Le thème, justement, a été imaginé par Renaud Mayeur. L’homme de Dario Mars a vu quelques scènes, écouté des musiques avec le réalisateur… « Il m’a dit qu’il voulait un truc entre Morricone, de Roubaix et Gainsbourg. Quelque chose de plus français, plus franco-italien que US. C’était ma mission : Gainsbourg, de Roubaix, et j’ai rajouté un côté un peu plus polar, genre Philippe Sarde tu vois ? Avec les breaks de batterie, un peu dramatiques, comme ça… » Et Morricone ? « Oui, aussi ! On discutait de la b.o. de ce film, des références, et c’est marrant, j’avais justement un truc en tête. Le thème… Je sifflais ça, et je me demandais ce que j’allais bien pouvoir en faire quand il est arrivé ! C’est marrant, la vie parfois… Il a accroché. Et on l’a décliné en deux, trois versions. Sinon, on s’entend bien. Il est tellement précis au niveau des références, c’était facile. On a emballé ça en une semaine ou deux. »

« I wish I was with you » et « Soulless » sont par ailleurs des versions 100% solo de ces titres figurant sur l’album The last soap bubble crash sorti plus tôt dans l’année. « C’est des trucs plus rock’n’roll dont il avait besoin, explique Renaud Mayeur.
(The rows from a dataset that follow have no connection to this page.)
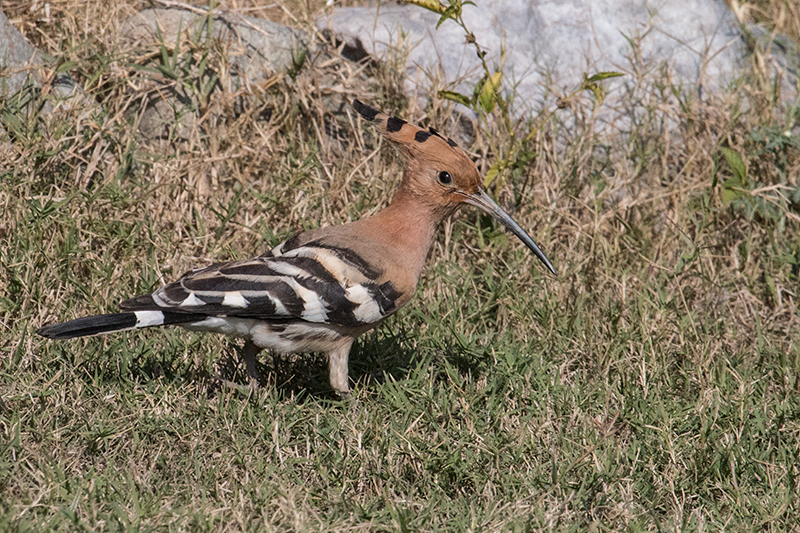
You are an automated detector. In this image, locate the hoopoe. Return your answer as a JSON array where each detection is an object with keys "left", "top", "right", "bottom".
[{"left": 37, "top": 100, "right": 556, "bottom": 396}]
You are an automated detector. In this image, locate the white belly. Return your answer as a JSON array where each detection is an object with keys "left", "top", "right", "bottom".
[{"left": 181, "top": 317, "right": 360, "bottom": 353}]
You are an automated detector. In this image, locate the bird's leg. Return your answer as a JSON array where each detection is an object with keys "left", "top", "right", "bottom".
[
  {"left": 242, "top": 339, "right": 261, "bottom": 390},
  {"left": 328, "top": 338, "right": 353, "bottom": 398}
]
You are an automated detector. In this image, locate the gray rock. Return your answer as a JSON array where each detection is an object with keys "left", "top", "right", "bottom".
[{"left": 317, "top": 0, "right": 745, "bottom": 113}]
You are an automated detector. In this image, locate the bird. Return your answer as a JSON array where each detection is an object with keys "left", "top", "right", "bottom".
[{"left": 37, "top": 99, "right": 556, "bottom": 397}]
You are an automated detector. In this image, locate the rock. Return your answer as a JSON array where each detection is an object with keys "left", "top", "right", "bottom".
[{"left": 317, "top": 0, "right": 745, "bottom": 113}]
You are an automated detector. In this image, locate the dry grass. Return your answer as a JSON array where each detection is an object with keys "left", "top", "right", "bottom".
[{"left": 0, "top": 0, "right": 800, "bottom": 531}]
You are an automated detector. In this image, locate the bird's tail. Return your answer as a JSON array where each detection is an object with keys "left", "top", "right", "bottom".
[{"left": 36, "top": 311, "right": 206, "bottom": 339}]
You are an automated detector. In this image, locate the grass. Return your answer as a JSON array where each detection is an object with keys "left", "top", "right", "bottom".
[{"left": 0, "top": 0, "right": 800, "bottom": 531}]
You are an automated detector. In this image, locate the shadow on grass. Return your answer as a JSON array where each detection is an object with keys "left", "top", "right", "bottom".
[{"left": 62, "top": 322, "right": 489, "bottom": 402}]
J’avoue qu’il y avait là une très lointaine influence La Muerte, dans le côté répétitif et implacable. Mais c’est toujours resté une influence, d’avoir joué avec eux (ndlr : en 96). On faisait tourner des riffs en boucle, comme ça… Donc ça ne m’a pas étonné. En plus, c’était à l’époque où on les enregistrait et il a bien aimé. Il sait bien que La Muerte est aussi une influence, chez moi. »

« Marc avait tout prévu en amont, selon les couleurs qu’il voulait donner. C’est vrai, c’est un peu un kaléidoscope d’ambiances différentes. De références à des époques et à des genres de films différents. Pour travailler, j’ai vu le film « en pièces détachées », mais pour le peu de budget, c’était bluffant ! » C’est aussi ce qu’on s’est dit jeudi, notamment pendant cette poursuite de bagnoles – Jaguar vs Merco -, assez inédite dans notre cinéma, filmée nerveusement juste comme il faut ! Et livrant au passage un des plus beaux (oui : « beaux ») plans du long-métrage : une prise de vue en plongée dont on ne vous dira pas plus, histoire de ne pas spoiler.